Voilà la question qui me passe dans l’esprit quand je prend connaissance des propos du maire Régis Labeaume concernant son projet d’amphithéâtre à Québec et sa demande d’une loi spéciale pour mettre le contrat qu’il a conclu avec le conglomérat Quebecor à l’abri de toute contestation devant nos tribunaux.

Malgré mon interrogation, je dois admettre dans un premier temps qu’il n’est pas déplaisant de voir un personnage politique défendre avec passion un grand projet car la province de Québec manque cruellement de projets mobilisateurs pour stimuler notre économie et témoigner de notre savoir-faire.

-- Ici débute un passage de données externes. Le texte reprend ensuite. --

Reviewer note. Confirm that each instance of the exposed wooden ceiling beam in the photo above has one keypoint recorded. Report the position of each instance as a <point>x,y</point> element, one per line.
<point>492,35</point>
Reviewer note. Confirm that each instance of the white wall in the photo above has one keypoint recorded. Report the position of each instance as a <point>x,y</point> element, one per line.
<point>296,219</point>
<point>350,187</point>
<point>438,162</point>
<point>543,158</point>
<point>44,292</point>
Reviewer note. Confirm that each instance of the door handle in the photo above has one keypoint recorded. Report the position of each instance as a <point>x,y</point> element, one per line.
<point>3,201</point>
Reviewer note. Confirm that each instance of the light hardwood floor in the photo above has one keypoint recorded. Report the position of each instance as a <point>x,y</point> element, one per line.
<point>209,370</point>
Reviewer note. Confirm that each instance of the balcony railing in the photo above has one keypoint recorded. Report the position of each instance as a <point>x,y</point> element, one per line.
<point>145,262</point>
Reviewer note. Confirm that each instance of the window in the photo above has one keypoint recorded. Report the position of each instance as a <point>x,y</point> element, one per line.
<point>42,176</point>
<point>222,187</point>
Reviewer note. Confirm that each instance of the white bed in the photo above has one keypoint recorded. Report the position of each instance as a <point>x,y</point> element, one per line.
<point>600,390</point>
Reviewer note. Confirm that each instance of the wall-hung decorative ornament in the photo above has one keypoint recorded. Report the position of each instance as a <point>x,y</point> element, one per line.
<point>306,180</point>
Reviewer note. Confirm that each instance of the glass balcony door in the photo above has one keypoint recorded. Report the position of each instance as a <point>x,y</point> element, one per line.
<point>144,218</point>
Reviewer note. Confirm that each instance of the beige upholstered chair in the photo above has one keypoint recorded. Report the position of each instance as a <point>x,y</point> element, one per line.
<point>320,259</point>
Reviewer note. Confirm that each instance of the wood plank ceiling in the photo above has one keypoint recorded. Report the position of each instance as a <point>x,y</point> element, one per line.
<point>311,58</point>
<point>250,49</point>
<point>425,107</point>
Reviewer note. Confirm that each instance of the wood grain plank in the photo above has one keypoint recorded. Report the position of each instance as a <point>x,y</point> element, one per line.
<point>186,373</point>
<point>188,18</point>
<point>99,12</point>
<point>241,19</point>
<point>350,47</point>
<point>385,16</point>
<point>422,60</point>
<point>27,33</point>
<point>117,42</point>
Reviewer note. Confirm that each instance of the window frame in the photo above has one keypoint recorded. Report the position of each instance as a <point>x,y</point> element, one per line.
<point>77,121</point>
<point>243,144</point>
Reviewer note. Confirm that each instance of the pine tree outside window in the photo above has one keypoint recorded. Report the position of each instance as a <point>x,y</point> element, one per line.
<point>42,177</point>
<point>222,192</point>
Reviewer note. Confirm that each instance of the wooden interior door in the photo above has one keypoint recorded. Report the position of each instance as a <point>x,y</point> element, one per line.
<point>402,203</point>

Cela dit, sa façon de faire avancer un projet de cette importance me laisse pour le moins perplexe en tant que juriste.  En effet, puisqu’il semble avoir pris la décision d’accorder de gré à gré le(s) contrat(s) se rapportant à la gestion et l’exploitation de ce nouvel amphithéâtre plutôt que de procéder par appel d’offres, tel que semble requérir la loi (je tenterai d’élaborer davantage cet aspect dans un prochain blogue), il adopte une stratégie qui nous rappelle un peu la saga de la Société de Transport de Montréal.

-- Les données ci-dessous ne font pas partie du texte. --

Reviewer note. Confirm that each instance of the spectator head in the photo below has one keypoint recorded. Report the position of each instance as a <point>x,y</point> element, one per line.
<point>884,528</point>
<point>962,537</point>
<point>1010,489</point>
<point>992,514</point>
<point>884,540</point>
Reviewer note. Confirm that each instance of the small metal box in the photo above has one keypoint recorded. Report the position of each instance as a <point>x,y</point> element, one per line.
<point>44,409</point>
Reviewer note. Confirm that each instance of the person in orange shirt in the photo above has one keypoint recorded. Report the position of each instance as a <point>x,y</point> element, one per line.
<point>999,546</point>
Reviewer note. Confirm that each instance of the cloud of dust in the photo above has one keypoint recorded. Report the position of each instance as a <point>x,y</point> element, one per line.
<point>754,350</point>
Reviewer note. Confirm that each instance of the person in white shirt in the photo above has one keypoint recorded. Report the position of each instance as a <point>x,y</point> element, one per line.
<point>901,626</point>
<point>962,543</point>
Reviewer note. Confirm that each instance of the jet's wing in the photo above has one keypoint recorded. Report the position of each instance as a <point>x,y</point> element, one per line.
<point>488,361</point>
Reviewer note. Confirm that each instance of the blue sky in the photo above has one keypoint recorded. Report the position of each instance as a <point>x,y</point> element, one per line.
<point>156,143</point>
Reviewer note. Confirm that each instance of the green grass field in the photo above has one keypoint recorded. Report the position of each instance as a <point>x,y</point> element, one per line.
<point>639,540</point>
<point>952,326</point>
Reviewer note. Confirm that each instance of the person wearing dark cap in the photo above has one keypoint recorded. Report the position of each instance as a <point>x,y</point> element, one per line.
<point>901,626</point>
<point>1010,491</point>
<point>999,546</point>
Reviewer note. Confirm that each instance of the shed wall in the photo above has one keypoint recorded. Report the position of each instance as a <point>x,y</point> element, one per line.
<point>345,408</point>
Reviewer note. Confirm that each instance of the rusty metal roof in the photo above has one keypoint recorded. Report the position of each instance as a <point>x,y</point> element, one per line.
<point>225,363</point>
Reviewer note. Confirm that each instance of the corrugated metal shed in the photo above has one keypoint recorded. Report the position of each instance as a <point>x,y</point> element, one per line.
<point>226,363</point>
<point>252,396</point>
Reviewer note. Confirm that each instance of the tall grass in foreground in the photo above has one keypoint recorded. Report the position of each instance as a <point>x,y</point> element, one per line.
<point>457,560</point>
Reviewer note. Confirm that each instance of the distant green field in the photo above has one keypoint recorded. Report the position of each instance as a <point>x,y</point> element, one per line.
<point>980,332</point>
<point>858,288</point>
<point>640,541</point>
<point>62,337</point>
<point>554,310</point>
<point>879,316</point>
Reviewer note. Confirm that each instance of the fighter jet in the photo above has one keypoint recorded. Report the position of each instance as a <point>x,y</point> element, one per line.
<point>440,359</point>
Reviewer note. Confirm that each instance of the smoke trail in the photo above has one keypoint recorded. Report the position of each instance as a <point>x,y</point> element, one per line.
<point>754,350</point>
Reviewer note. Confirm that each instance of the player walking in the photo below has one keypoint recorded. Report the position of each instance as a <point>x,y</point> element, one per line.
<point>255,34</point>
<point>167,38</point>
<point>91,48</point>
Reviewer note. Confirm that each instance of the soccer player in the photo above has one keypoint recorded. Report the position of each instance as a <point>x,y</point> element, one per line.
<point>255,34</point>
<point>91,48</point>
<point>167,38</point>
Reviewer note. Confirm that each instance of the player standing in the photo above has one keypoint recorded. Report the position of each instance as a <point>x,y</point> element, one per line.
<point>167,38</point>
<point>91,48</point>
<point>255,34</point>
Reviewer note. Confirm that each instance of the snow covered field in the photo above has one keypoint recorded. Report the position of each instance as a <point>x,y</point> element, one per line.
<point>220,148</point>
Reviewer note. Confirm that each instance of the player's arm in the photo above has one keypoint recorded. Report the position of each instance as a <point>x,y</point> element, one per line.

On se souvient que cette dernière a voulu, en se basant sur l’exception du fournisseur unique, accorder de gré à gré un important contrat pour le métro de Montréal à Bombardier.  La Cour supérieure, dans le cadre d’une requête en jugement déclaratoire déposée par le géant français Alstom, avait alors statué sur l’illégalité de cette démarche en indiquant que la STM devait procéder par la voie d’un appel d’offres ce qui eut comme conséquence de retarder considérablement l’avancement de ce projet.

Pour défendre sa décision d’agir de la sorte, le maire Labeaume avance certains arguments rapportés dans nos différents médias qui soulèvent de sérieux doutes quant à la profondeur de son analyse dans ce dossier d’importance pour la grande capitale. Je me permet ici de réagir à ceux qui heurtent le plus ma logique de juriste.

Dans un premier temps, il invoque le fait qu’une négociation privée lui permet d’obtenir plus qu’un appel d’offres. Il affirme qu’il aurait obtenu 80% de moins que les 110 à 200 millions de dollars que Quebecor s’est engagée à payer sur une période de 25 ans. Cela reste hélas à prouver dans un contexte où la concurrence pour un tel projet s’annonçait plutôt vive.  Ayant pris la décision de ne pas mettre ce(s) contrat(s) aux «enchères» comme il se doit habituellement dans nos marchés publics il ne pourra jamais faire la preuve de ce qu’il dit.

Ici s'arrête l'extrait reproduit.